A UU liFE interview with UUFE Board President, Emily Cranwell
Our March 2015 UUFE IdeaFest generated lots of great ideas for UUFE’s future which were eventually written into our Strategic Plan. Now we read in the UU CERG (UU region) blog that church strategic plans are dead ends that will only lead us to “close our doors for good”. The UU CERG blogger urges local UU leaders to reframe strategic planning and shift from:
- Slow and deliberative to nimble and experimental
- Comprehensive and unanimous to targeted and personal
- Knowing the “right” path to learning from success and failure
We asked our UUFE Board President, Emily Cranwell to explore this “shift” and share her vision of the way forward for UUFE.
UU liFE: Do you agree with this basic idea — that nimbleness and risk-taking should replace formal long-range planning for UUFE?

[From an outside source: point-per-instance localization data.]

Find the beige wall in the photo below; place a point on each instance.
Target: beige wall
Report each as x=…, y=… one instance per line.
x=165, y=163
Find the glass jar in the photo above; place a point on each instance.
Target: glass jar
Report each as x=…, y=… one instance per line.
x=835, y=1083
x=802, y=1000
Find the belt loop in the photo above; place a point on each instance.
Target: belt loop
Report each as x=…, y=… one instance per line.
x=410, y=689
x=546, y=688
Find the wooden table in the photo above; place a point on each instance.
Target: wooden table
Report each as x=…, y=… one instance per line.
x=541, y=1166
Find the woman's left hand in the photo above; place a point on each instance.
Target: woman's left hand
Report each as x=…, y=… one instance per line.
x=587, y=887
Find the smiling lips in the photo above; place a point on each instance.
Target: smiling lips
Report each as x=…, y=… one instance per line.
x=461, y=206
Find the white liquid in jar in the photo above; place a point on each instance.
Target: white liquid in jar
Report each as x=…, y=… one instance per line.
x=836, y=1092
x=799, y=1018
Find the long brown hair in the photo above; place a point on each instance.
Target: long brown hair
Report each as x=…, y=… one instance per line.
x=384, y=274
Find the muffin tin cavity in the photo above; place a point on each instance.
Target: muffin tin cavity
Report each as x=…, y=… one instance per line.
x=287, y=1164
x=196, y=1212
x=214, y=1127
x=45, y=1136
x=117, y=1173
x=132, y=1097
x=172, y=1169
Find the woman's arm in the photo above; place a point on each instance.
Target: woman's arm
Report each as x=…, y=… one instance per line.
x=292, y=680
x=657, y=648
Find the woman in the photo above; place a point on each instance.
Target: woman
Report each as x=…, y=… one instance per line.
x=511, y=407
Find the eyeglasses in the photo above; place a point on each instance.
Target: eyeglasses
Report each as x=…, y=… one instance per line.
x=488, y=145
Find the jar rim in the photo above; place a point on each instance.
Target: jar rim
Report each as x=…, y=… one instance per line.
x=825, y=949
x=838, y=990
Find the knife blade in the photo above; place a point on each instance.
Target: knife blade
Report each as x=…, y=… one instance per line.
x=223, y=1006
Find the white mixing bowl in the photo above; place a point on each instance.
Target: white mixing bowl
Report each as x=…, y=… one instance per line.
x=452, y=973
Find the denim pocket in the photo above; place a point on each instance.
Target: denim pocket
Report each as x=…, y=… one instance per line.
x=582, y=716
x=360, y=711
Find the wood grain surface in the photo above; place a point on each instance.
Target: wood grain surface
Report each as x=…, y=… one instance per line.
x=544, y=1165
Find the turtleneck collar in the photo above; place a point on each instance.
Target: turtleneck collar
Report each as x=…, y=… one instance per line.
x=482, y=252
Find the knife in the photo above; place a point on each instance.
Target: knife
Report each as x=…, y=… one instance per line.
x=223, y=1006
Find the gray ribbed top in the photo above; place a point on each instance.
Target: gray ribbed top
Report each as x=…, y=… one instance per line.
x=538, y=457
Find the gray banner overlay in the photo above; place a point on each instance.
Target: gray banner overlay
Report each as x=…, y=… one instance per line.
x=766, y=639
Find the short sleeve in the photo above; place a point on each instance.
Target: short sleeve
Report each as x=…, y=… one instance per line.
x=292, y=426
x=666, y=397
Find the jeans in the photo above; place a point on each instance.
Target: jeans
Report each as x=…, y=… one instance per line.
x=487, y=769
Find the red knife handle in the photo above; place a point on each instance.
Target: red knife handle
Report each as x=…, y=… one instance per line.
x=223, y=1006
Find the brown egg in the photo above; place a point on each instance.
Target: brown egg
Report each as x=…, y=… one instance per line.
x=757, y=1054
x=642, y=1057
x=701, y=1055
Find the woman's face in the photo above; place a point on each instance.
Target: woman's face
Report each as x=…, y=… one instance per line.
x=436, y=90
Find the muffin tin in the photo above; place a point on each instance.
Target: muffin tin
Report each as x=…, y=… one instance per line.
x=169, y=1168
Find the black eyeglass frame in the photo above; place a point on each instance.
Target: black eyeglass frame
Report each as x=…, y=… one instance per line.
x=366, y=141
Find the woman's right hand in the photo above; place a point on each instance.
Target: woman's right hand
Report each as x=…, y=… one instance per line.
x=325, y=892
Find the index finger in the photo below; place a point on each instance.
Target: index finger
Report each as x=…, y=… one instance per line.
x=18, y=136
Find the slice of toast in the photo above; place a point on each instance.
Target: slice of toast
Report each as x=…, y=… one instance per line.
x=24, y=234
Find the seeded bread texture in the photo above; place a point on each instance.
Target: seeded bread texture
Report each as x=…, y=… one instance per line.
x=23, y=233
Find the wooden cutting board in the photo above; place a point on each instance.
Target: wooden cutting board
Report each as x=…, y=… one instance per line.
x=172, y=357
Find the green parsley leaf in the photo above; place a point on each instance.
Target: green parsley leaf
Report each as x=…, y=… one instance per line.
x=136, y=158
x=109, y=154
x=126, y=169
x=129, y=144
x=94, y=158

Emily: Yes. I believe that in our ever-changing world, we have no other choice than to remain nimble and open-minded. As our global and local communities change more quickly than we ever imagined, we have to try to be flexible in our thinking in order to keep pace and remain responsive. That doesn’t mean we should be any less deliberate or thoughtful, just that we more frequently need to take the time to reflect and envision our path forward.
UU liFE: Did our March 2015 Ideafest produce a “massive, linear, comprehensive plan” or “agile, bold actions”? Or both?

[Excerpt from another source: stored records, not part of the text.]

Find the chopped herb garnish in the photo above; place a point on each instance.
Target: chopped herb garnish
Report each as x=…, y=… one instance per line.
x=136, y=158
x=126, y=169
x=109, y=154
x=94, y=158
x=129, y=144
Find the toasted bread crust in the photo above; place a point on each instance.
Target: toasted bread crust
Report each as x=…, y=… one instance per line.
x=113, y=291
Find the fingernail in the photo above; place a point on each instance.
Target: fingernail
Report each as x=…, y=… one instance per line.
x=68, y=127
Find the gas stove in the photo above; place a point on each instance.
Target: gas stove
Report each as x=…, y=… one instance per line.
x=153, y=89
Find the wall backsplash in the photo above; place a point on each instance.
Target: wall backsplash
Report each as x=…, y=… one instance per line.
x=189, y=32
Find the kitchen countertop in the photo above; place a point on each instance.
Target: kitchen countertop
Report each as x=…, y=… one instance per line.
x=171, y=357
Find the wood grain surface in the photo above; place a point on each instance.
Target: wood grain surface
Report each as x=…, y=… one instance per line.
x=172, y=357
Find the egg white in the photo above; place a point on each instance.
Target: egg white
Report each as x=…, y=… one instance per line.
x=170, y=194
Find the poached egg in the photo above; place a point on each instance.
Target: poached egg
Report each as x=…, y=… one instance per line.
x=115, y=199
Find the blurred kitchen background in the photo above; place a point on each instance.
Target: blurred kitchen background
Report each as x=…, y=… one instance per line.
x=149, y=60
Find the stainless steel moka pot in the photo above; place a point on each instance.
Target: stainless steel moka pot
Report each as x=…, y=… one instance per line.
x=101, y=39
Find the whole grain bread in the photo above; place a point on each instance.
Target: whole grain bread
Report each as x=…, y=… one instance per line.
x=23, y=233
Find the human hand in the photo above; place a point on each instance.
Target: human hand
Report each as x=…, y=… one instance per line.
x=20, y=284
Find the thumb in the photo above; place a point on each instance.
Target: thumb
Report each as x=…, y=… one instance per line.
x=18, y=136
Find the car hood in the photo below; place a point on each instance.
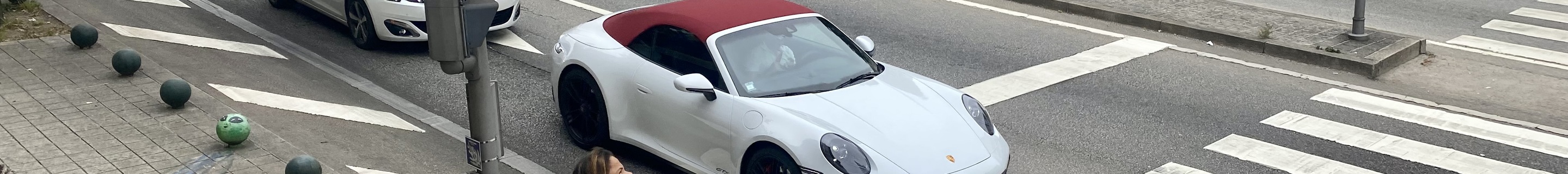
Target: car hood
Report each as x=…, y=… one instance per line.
x=897, y=116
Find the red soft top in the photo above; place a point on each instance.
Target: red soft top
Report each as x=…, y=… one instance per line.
x=703, y=18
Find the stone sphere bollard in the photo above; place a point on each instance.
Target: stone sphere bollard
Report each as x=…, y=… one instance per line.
x=126, y=61
x=176, y=93
x=234, y=129
x=303, y=165
x=84, y=35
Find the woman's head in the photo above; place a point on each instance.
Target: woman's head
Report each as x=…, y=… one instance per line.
x=599, y=160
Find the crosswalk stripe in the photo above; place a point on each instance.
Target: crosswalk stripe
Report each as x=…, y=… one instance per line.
x=1462, y=125
x=367, y=171
x=1526, y=30
x=585, y=7
x=198, y=41
x=1542, y=15
x=1396, y=146
x=1510, y=49
x=1283, y=159
x=1046, y=74
x=167, y=2
x=1558, y=2
x=1177, y=168
x=314, y=107
x=512, y=40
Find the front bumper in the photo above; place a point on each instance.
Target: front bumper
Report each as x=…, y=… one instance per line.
x=412, y=16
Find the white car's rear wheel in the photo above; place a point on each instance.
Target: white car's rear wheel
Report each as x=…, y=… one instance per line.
x=361, y=27
x=582, y=109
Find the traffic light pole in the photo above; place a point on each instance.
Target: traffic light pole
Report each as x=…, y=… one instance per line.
x=457, y=41
x=1358, y=22
x=485, y=112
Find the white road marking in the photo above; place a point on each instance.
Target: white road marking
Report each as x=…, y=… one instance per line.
x=1542, y=15
x=1385, y=93
x=512, y=40
x=1046, y=74
x=1310, y=77
x=1559, y=2
x=367, y=171
x=314, y=107
x=198, y=41
x=1528, y=30
x=1510, y=49
x=1283, y=159
x=167, y=2
x=1394, y=146
x=1177, y=168
x=585, y=7
x=1510, y=55
x=1462, y=125
x=1037, y=18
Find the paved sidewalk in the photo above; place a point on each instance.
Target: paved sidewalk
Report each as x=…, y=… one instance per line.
x=1253, y=29
x=68, y=112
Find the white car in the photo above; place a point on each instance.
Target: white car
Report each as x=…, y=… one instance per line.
x=399, y=21
x=761, y=87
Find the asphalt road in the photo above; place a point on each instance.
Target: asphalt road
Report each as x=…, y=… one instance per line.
x=1131, y=118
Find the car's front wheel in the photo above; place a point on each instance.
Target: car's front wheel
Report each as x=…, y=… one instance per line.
x=361, y=26
x=769, y=160
x=582, y=109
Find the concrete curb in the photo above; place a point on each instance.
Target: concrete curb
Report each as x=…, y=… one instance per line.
x=1371, y=66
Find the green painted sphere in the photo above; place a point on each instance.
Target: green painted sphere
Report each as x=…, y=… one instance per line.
x=176, y=93
x=234, y=129
x=126, y=61
x=84, y=35
x=303, y=165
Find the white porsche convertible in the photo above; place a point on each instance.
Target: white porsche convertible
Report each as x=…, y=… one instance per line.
x=761, y=87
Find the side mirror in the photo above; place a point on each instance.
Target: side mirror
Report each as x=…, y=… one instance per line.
x=694, y=84
x=697, y=84
x=866, y=45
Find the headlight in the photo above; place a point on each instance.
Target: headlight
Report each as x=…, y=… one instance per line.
x=977, y=112
x=846, y=156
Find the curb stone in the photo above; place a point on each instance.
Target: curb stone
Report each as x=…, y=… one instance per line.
x=1371, y=66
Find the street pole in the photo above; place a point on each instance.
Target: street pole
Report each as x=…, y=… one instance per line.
x=485, y=110
x=457, y=41
x=1358, y=26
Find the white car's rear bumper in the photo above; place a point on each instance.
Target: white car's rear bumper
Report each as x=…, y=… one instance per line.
x=412, y=16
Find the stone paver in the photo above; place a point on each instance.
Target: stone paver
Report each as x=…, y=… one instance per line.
x=1250, y=21
x=66, y=112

What Ideafest attempted to do was focus our thinking and harness our imaginations as we looked forward, and I believe we accomplished that. The “Big Ideas” that rose to the top reflect our current values and thinking related to our vision and mission. For example, we heard ideas about better communication, branding, and use of social media. Our Media Ministry has taken that ball and run with it. The new face of the website and our movement towards more online communication, including social media, is a great way that our work is more targeted and personal.
UU liFE: We like to talk about our UUFE successes. But what recent failures can we also learn from?
I wouldn’t describe it as a failure, but there is a realization that we are grappling with how to harness the energies of our volunteers more efficiently. We are in a place familiar to many organizations, where our long-standing volunteers are no longer able to do what they used to. Our newer members need to connect to opportunities that they will find spiritually fulfilling. Today, when families are more scheduled than ever, this is a challenge. As we look at the strategic plans developed in Ideafest, the reality is that we need excited volunteers to carry them out. Even more important are the volunteer efforts that create our Beloved Community and keep it welcoming to all.
UU liFE: How should we start or continue this shift from slow and deliberate to agile, edgy, and risky?
I think the first step is to change our thinking that this needs to happen every five years, and that the strategic plan should be all encompassing. If we can think through strategic next steps at a more frequent interval, then we will be more responsive without being less deliberate. We need collaborative, creative problem solvers to take on this work as we move forward. We need people willing to trust and support one another as we try out new ways of doing things. As the article states, we need “members to become instruments of strategic thinking and exploration as they minister out in the community. Shifts [in strategic thinking] are not just top-down to bottom-up but also inward focused to outward engaged.” We are all a part of the process now, and it’s happening all the time.